What shall I call thee?
"I happy am,
Joy is my name."
Sweet joy befall thee!
Pretty joy!
Sweet joy but two days old,
Sweet joy I call thee:
Thou dost smile,
I sing the while,
Sweet joy befall thee!
The School Children – Louise Gluck
The children go forward with their little satchels.
And all morning the mothers have labored
to gather the late apples, red and gold,
like words of another language.
And on the other shore
Are those who wait behind great desks
To receive these offerings.
How orderly they are – the nails
on which the children hang
their overcoats of blue or yellow wool.
And the teachers shall instruct them in silence
and the mothers shall scour the orchards for a way out,
drawing to themselves the gray limbs of fruit trees
bearing so little ammunition.
My Tragic Opera by Evelyn Lau
Your home is the house with the leaded windows
gleaming gothic as flames toss in the fireplace.

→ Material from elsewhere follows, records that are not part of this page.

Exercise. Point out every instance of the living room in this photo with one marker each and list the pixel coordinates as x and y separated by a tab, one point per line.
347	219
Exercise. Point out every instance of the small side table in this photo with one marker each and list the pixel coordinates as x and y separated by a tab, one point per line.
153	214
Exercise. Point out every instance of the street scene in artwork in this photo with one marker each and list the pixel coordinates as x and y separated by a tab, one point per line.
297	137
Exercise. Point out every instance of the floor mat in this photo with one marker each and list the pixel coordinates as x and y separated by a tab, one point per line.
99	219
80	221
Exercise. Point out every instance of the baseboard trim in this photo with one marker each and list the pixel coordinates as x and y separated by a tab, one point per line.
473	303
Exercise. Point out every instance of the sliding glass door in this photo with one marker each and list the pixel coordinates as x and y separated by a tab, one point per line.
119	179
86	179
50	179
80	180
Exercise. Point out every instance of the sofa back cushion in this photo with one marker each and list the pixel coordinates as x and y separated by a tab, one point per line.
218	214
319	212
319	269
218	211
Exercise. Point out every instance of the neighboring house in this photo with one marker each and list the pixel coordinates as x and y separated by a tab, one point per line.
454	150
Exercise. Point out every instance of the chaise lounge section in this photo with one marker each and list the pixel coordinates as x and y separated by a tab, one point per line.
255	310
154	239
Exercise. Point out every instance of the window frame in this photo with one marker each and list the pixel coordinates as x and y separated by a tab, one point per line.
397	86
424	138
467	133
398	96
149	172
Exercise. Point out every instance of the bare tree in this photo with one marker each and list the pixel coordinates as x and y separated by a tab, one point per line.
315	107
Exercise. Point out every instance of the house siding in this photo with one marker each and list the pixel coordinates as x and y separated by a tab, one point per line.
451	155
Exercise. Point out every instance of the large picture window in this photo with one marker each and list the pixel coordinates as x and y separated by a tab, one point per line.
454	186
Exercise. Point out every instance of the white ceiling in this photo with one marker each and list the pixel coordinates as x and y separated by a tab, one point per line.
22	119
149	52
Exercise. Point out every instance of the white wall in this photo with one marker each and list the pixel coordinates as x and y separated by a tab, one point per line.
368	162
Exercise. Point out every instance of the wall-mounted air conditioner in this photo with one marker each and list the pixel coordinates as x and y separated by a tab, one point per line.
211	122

Your bed is white as the whites of your eyes,
white as egg-whites, in the tomato-walled room
of the kitchen where you stand,
the neck of a bottle of Chivas in your hand.
The eerie blue light of your eyes wavers in the dark
as I make my way towards you holding my ice-laden glass.
Across the street, a line of empty houses on the block,
hooded in the snow that hides flaws in the foundations
and the painted structures. Yet sales remain slow.
Your real estate signs stay stabbed in the ground
like stakes or crosses, as you take me out
onto your newly-built poarch, my thinly-clad feet
sink deep into the punishment of snow.
But to fuck you in your nuptial bed while your wife
and children toss in hammocks in the tropics!
Upstairs, evidence of your daughters everywhere
in Doc Martins, denim and Beverly Hills 90210 pinups.
The eldest has starved herself beyond menstruation,
the middle one is the compulsive liar,
only the youngest remains a virgin in her white party dress.
Watercolours framed from first efforts in kidergarten,
drugstore alarm clocks, rows of pencils with erasers
that smell of peaches and passionfruit -
Don't tell me these things don't belong to me!
I will become bulimic and purge into your daughter's toilet,
sing my tragic opera in the shower with the reflective tiles,
lower my wifely bountiful body into the bath...
Along the Oregon coast an 18-year old prostitute
lurches out of a bar, aims her thumb in the direction
she wants the road to take her, is raped then stabbed
as many times as the years she was old. In extreme cold,
a plastic object will shatter at a single touch.
Tonight the city is crippled by ice, cars mumble
through the side streets, their movements precarious
as those perfect high notes in the opera at the coliseum.
Laughing, I test all your daughters' beds for comfort,
steal their lunch money, destroy their teenage trinkets.